Korea: The economy loses growth momentum in Q3
According to preliminary data released by the Bank of Korea, the economy grew 2.0% year-on-year in the third quarter, down significantly from the 2.8% increase recorded for the second quarter. Although the slowdown was partly due to a high base effect, economic fundamentals were also at play. In seasonally-adjusted terms, output increased 0.6%, matching the reading for the second quarter. Both growth figures for Q3 undershot market analysts’ expectations.
The domestic side of the economy had a downbeat performance in Q3. Annual private consumption growth slipped to 2.6%, down from 2.8% in Q2. This was likely due to falling consumer confidence, which dipped into pessimistic territory for the first time in 17 months in August before rebounding in September. Moreover, the average unemployment rate rose in Q3 compared to both the previous quarter and the same quarter a year earlier. Government consumption growth inched down to 4.7% in Q3 from 4.8% in Q2. Meanwhile, fixed investment fell at an accelerated rate, down 6.5% in Q3 following Q2’s 1.3% contraction. This was largely due to a slump in spending on construction and business investment.
Exports increased 3.1% in Q3, down from the 4.8% rise observed in Q2. The lower reading for Q3 was due to weaker growth in exports of both goods and services. Imports fell 1.2% in the third quarter (Q2: +2.0% year-on-year) due to fewer purchases of goods from abroad and stagnant purchases of services from abroad. Overall, the external sector contributed 2.3 percentage points to economic growth in Q3, up from 1.5 percentage points in Q2 and the highest contribution since Q2 2013.

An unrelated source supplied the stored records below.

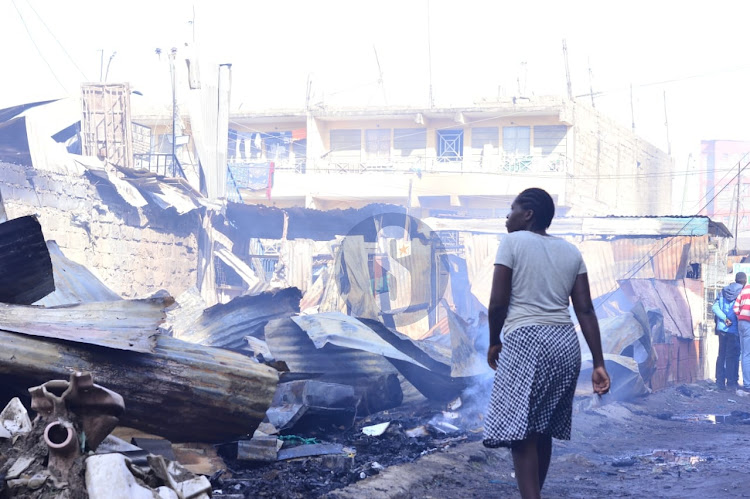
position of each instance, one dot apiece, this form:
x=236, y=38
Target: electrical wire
x=58, y=41
x=23, y=21
x=648, y=256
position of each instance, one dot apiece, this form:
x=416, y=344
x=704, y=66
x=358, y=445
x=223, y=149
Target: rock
x=166, y=493
x=108, y=477
x=37, y=481
x=14, y=418
x=19, y=467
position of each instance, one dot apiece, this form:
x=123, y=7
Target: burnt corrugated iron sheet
x=74, y=283
x=699, y=251
x=289, y=343
x=669, y=296
x=600, y=264
x=130, y=325
x=25, y=267
x=651, y=258
x=226, y=325
x=303, y=223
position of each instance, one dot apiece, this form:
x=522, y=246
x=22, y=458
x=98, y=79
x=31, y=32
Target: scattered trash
x=621, y=463
x=15, y=419
x=419, y=431
x=455, y=404
x=376, y=430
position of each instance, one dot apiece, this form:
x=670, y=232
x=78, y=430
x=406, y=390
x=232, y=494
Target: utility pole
x=429, y=54
x=567, y=69
x=666, y=124
x=632, y=112
x=172, y=56
x=737, y=214
x=380, y=76
x=591, y=86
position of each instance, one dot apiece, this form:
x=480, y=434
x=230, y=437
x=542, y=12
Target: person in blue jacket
x=728, y=359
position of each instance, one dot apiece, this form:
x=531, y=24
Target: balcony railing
x=160, y=163
x=552, y=164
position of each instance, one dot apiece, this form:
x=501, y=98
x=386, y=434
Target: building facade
x=466, y=162
x=722, y=163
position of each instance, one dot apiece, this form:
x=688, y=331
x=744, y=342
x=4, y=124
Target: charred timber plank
x=25, y=267
x=125, y=324
x=182, y=392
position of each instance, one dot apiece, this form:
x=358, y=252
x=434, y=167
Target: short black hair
x=541, y=203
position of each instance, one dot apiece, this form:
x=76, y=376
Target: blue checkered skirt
x=534, y=385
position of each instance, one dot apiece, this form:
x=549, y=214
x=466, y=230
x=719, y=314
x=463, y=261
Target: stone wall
x=135, y=252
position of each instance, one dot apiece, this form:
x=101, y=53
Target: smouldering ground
x=664, y=445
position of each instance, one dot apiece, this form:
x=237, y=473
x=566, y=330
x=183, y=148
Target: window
x=410, y=141
x=693, y=271
x=346, y=143
x=277, y=145
x=547, y=138
x=378, y=143
x=517, y=140
x=485, y=136
x=450, y=145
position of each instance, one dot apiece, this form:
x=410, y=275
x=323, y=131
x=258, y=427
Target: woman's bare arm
x=498, y=310
x=584, y=309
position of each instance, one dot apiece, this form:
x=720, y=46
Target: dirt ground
x=689, y=441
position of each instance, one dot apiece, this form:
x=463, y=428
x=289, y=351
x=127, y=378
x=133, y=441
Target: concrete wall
x=614, y=171
x=134, y=252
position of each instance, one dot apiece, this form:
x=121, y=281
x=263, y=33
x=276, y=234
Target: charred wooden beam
x=26, y=267
x=181, y=391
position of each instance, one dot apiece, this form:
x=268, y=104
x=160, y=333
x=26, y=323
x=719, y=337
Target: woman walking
x=534, y=349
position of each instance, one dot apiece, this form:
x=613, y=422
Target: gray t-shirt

Looking ahead, the economy is forecast to grow at a broadly steady rate. Higher government spending is on the cards as outlined by the Moon administration’s budget proposal for 2019, which sets out the largest government spending increase in a decade. Moreover, monetary policy will remain accommodative by historical standards, even if it tightens slightly as expected. However, elevated household debt, rising global trade protectionism, higher oil prices and an economic slowdown in China all weigh on the outlook.